COMMUNICATION, Health Equity & Policy

This image shows a large white, traditional, old building. The top half of the building represents the humanities (which is symbolised by the embedded text from classic literature which is faintly shown ontop the building). The bottom section of the building is embossed with mathematical formulas to represent the sciences. The middle layer of the image is heavily pixelated. On the steps at the front of the building there is a group of scholars, wearing formal suits and tie attire, who are standing around at the enternace talking and some of them are sitting on the steps. There are two stone, statute-like hands that are stretching the building apart from the left side. In the forefront of the image, there are 8 students - which can only be seen from the back. Their graduation gowns have bright blue hoods and they all look as though they are walking towards the old building which is in the background at a distance. There are a mix of students in the foreground. Image credit: Zoya Yasmine / https://betterimagesofai.org / https://creativecommons.org/licenses/by/4.0/
Image credit: Zoya Yasmine / https://betterimagesofai.org / https://creativecommons.org/licenses/by/4.0/
  • “…nearly half (~47%) of student-AI conversations were Direct—that is, seeking answers or content with minimal engagement. Whereas many of these serve legitimate learning purposes (like asking conceptual questions or generating study guides), we did find concerning Direct conversation examples…These raise important questions about academic integrity, the development of critical thinking skills, and how to best assess student learning.” Anthropic has posted an analysis of survey results showing how its Claude LLM is actually being used in academic environments.
  • “The final report released Tuesday includes close to 50 recommendations to protect U.S. biotech intellectual property and bolster drug development, agriculture, and biological weapons defense. The commission doesn’t have the power to authorize any changes but can make recommendations and advise members of Congress….In all, the commission — which is made up of four members of Congress, former Google CEO Eric Schmidt, and MIT researcher Angela Belcher, among others — is recommending that Congress invest at least $15 billion in various projects over the next five years.” STAT News’ Allison DeAngelis covers a report from the National Security Commission on Emerging Biotechnology that warns Congress and the public that the United States’ global preeminence in biotechnology is at risk and urgently needs additional support.

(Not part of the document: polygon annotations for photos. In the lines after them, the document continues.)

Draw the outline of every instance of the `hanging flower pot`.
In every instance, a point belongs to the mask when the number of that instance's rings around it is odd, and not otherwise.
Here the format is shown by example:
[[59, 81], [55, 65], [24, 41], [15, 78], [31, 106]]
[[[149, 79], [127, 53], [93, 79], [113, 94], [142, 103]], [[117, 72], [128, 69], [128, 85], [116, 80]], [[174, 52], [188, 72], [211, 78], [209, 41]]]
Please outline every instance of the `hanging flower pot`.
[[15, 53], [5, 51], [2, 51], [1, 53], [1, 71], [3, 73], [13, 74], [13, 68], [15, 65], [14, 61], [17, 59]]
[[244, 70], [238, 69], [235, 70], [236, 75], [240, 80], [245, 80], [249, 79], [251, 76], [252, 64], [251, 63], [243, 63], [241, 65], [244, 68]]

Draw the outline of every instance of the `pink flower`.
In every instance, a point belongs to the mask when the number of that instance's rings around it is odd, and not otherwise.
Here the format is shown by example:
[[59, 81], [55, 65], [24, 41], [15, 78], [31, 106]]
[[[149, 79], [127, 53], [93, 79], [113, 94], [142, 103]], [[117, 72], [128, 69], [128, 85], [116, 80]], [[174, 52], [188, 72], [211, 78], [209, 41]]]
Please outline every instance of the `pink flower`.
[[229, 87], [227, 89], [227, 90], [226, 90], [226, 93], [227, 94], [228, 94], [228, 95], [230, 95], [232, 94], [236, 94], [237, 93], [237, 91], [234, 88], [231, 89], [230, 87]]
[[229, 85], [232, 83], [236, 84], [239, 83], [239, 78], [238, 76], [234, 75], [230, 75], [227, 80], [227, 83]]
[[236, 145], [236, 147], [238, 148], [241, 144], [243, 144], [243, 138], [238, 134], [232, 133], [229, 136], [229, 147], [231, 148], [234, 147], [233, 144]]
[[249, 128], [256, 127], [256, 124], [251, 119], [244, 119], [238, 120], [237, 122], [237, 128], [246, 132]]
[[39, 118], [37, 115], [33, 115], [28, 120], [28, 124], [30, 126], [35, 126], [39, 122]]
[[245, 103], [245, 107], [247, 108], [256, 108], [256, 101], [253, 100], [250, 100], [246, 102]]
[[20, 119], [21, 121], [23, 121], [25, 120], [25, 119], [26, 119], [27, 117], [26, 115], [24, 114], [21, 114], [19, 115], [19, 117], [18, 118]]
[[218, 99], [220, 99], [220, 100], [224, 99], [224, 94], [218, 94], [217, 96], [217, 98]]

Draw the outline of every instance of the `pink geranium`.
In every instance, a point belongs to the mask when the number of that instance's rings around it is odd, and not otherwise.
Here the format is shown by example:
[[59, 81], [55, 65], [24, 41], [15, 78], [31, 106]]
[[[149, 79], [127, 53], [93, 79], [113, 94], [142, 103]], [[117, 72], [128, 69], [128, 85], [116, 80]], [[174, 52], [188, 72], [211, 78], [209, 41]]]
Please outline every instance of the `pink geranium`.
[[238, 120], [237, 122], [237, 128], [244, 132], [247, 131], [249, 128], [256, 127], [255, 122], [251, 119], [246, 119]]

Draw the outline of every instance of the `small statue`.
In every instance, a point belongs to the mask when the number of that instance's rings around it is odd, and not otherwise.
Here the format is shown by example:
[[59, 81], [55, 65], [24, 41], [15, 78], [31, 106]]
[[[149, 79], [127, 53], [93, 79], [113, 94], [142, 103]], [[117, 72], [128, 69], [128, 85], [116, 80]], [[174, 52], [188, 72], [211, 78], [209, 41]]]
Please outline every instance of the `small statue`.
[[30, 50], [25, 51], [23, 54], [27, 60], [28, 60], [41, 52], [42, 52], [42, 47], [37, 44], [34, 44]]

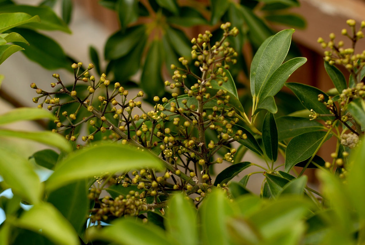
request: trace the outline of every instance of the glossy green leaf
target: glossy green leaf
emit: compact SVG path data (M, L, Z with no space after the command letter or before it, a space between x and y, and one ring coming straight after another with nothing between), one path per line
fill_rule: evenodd
M165 85L161 74L163 53L162 43L153 41L148 50L141 77L141 87L150 99L164 94Z
M166 8L174 14L178 14L179 7L176 0L156 0L156 2L160 6Z
M51 192L47 202L53 204L77 232L87 219L90 208L86 180L81 180Z
M276 121L279 141L303 133L325 129L320 123L310 120L308 118L285 116L277 118Z
M279 68L289 50L294 30L283 30L275 34L263 51L255 78L255 94L262 93L269 79Z
M57 30L68 33L71 33L67 24L57 16L51 8L47 6L43 5L35 7L29 5L9 5L0 7L1 13L18 12L26 13L32 16L38 15L40 18L40 22L27 23L23 24L23 26L48 30Z
M309 132L292 139L285 152L285 171L288 173L295 164L310 157L326 134L324 131ZM326 140L329 138L327 137Z
M21 50L24 50L24 49L18 45L12 44L0 45L0 64L5 61L11 55Z
M325 61L324 68L339 93L347 88L347 83L345 76L338 68L334 65L331 65L327 61Z
M225 0L211 0L212 16L211 23L212 25L216 24L220 20L230 4L229 1Z
M70 69L67 56L53 39L30 29L16 29L16 31L30 44L28 46L23 43L16 43L25 49L23 53L30 60L49 70Z
M159 158L147 152L129 145L100 145L70 154L57 165L54 172L46 181L46 188L51 191L75 180L106 172L146 166L160 168L161 166Z
M72 226L53 205L47 203L35 204L15 221L15 225L39 232L56 244L77 245L78 236Z
M57 163L58 153L50 149L42 150L35 152L30 157L34 158L35 163L49 169L53 169Z
M145 32L146 26L141 25L128 28L125 33L115 32L105 44L105 58L116 60L127 55L143 39Z
M30 139L57 147L66 152L70 152L71 150L70 145L68 143L64 137L50 131L29 132L0 129L0 136Z
M226 194L219 190L214 190L204 200L199 211L201 221L201 234L205 241L203 243L230 244L226 222L233 210Z
M185 199L182 194L175 194L169 201L166 212L165 226L166 231L178 243L198 244L196 210L192 202ZM189 234L189 236L187 236Z
M29 44L29 43L22 37L19 34L16 32L11 32L11 33L4 33L0 35L0 37L4 38L7 43L12 42L23 42L27 44Z
M40 21L38 15L32 16L25 13L0 14L0 32L27 23Z
M277 158L277 127L274 115L268 112L262 124L262 143L266 156L273 162Z
M115 7L118 14L120 29L122 32L126 30L128 24L135 21L138 19L138 2L136 0L118 0L116 3Z
M226 184L234 176L252 165L250 162L242 162L231 165L218 174L214 181L214 185Z
M306 20L303 17L298 15L293 14L269 15L265 15L265 18L268 21L297 28L303 29L307 26Z
M318 95L320 94L324 96L325 101L328 100L328 96L324 92L311 86L296 83L287 83L285 86L294 92L303 106L308 110L313 109L316 113L320 114L329 113L329 111L326 106L318 101ZM323 116L321 118L324 120L331 120L333 117Z
M88 232L92 239L112 242L114 244L172 245L174 244L162 228L153 224L144 224L140 219L132 218L118 219L112 225L103 229L94 228ZM93 228L93 227L92 227ZM143 231L141 234L141 231Z
M362 126L365 126L365 102L360 98L356 99L349 104L347 109L355 120Z
M62 19L67 24L70 23L72 14L72 0L62 0Z
M268 96L274 96L281 89L292 73L306 61L306 58L298 57L281 65L270 77L267 83L260 92L258 96L260 99L264 99Z
M43 185L31 165L21 154L0 148L0 175L15 195L26 201L38 203L43 192Z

  • “During an April 2023 inspection at Raptim facilites in Nava Mumbai, India, FDA inspectors found “objectionable conditions” that led them to conclude the company falsified data in testing for multiple subjects and samples across multiple studies, according to a letter sent last week to the pharmaceutical companies….At the same time, the FDA sent a letter to Raptim to say its data was unreliable.” Pharmalot’s Ed Silverman reports on an unusual FDA move that requires a pharmaceutical company to redo subpar (and possibly falsified) testing performed by a contract research organization.
  • “…the Humanities were and are experiencing the impact of two blunt forces: a great forgetting about the role of higher education in driving the American economy and the expansion of opportunity since World War II, and the perilous invisibility of Humanities expertise in a period when expertise of all kinds is vulnerable beyond reasonable scrutiny.” An essay by Karin Wulf for the Scholarly Kitchen examines the current stresses being felt by the humanities in academia – and what they might augur for academia as a whole.